Autoencoders are an *unsupervised learning* method. We will begin by using an autoencoder to create a latent space representation of the `digits` dataset, a reduced-dimension version of the `MNIST` dataset. Replacing the `digits` dataset with the larger `MNIST` dataset is perhaps a more useful activity, but increases the runtime of the algorithm.

We will then extend this to create an autoencoder for the AT-TPC data.

In [None]:
import os
import numpy as np
import tensorflow as tf
import numpy as np
import matplotlib.pyplot as plt
import h5py
from sklearn.metrics import confusion_matrix, classification_report
from sklearn import datasets, cluster # for k-means clustering
from sklearn.cluster import KMeans
import random # if we want to create a Variational Autoencoder
# This is simply an alias for convenience
layers = tf.keras.layers


In [None]:
# useful functions

def load_attpc_data():
    """Loads in the AT-TPC data.
        
    Returns:
        A tuple of the form ((real_features, real_targets), (simulated_features, simulated_targets))
    """
    simulated_data_origin = 'https://github.com/CompPhysics/MachineLearningMSU/raw/master/Day2_materials/data/simulated-attpc-events.h5'
    real_data_origin = 'https://github.com/CompPhysics/MachineLearningMSU/raw/master/Day2_materials/data/real-attpc-events.h5'
    
    simulated_path = tf.keras.utils.get_file('simulated-attpc-data.h5', origin=simulated_data_origin)
    real_path = tf.keras.utils.get_file('real-attpc-data.h5', origin=real_data_origin)
    
    with h5py.File(simulated_path, 'r') as h5:
        simulated_features = h5['features'][:]
        simulated_targets = h5['targets'][:]
        
    with h5py.File(real_path, 'r') as h5:
        real_features = h5['features'][:]
        real_targets = h5['targets'][:]
    
    return (real_features, real_targets), (simulated_features, simulated_targets)

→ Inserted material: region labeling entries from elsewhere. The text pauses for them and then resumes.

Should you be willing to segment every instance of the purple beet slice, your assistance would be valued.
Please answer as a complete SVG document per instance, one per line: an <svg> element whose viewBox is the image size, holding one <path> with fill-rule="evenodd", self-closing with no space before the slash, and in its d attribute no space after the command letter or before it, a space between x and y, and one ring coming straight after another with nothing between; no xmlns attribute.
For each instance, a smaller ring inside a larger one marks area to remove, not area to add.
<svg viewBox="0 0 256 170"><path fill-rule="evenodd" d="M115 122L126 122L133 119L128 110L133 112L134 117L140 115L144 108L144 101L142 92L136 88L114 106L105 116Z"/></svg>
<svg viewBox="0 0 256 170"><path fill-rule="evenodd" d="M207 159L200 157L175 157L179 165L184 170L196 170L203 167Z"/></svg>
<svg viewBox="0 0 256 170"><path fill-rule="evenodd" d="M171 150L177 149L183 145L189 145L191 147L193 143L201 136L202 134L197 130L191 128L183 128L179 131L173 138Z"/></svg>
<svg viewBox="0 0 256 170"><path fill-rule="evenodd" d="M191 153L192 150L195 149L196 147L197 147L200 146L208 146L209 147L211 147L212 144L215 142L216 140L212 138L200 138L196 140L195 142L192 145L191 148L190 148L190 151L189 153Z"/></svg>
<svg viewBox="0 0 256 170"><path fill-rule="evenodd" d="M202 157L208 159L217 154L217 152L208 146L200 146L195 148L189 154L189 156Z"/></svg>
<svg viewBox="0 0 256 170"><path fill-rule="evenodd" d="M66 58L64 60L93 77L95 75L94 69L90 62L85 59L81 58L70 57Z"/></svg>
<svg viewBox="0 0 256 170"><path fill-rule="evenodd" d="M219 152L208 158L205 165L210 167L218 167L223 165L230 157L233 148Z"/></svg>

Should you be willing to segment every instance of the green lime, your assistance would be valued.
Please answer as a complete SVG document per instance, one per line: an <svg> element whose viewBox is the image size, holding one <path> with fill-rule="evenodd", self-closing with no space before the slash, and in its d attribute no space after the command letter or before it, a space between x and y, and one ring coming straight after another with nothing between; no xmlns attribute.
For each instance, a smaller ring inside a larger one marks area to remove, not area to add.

def plot_learning_curve(history):
    """Plots a learning curve from a training history.
    
    Arguments:
        history (dict): The training history returned by `model.fit()`.
        
    Returns:
        None.
    """
    plt.figure(figsize=(11, 6), dpi=100)
    plt.plot(history.history['loss'], 'o-', label='Training Loss')
    plt.plot(history.history['val_loss'], 'o:', color='r', label='Validation Loss')
    plt.legend(loc='best')
    plt.title('Learning Curve')
    plt.xlabel('Epoch')
    plt.ylabel('Loss')
    plt.xticks(range(0, len(history.history['loss'])), range(1, len(history.history['loss']) + 1))
    plt.show()
    


## Data exploration

As usual, we begin by loading our data, normalizing it, and putting it into the approporate format for our model. In this case, we need 1D arrays for our fully connected architecture. 

In [None]:
(x_train, _), (x_test, _) = tf.keras.datasets.mnist.load_data()

In [None]:
print('Training Features:\n   Shape: {}\n   Type: {}\n'.format(x_train.shape, x_train.dtype))

In [None]:
plt.figure(figsize=(10, 10))

for i in range(25):
    plt.subplot(5, 5, i + 1)
    plt.xticks([])
    plt.yticks([])
    plt.grid(False)
    plt.imshow(x_train[i], cmap=plt.cm.binary)
    
plt.show()

### Next, we rescale the data. Here, I rescaled the images to [0,1].

In [None]:
x_train = x_train / 255.
x_test = x_test / 255.
x_train = x_train.reshape((len(x_train), np.prod(x_train.shape[1:])))
x_test = x_test.reshape((len(x_test), np.prod(x_test.shape[1:])))


Now we build the autoencoder. Ours is a standard feed-forward neural network architecture with three layers as descibed above.

Let's start by reducing our dimensionality by a factor of two and see if we can recover our original images.

One way to build an autoencoder is to store each layer into a variable so that we can access the different pieces later. 

*Note: I achieved my best performance with a `relu` activation function on both the encoded and output layers.*

In [None]:
latent_dim = 128

input_img = layers.Input(shape=(784,))

latent_layer = layers.Dense(latent_dim, activation="relu")(input_img)


latent_input = layers.Input(shape=(latent_dim,))

output_layer = layers.Dense(784, activation='relu')(latent_input)

## Now, we build the encoder and decoder from the same layers.

Let's start with the encoder:

In [None]:
# this model maps an input to its encoded representation
encoder = tf.keras.models.Model(input_img, latent_layer)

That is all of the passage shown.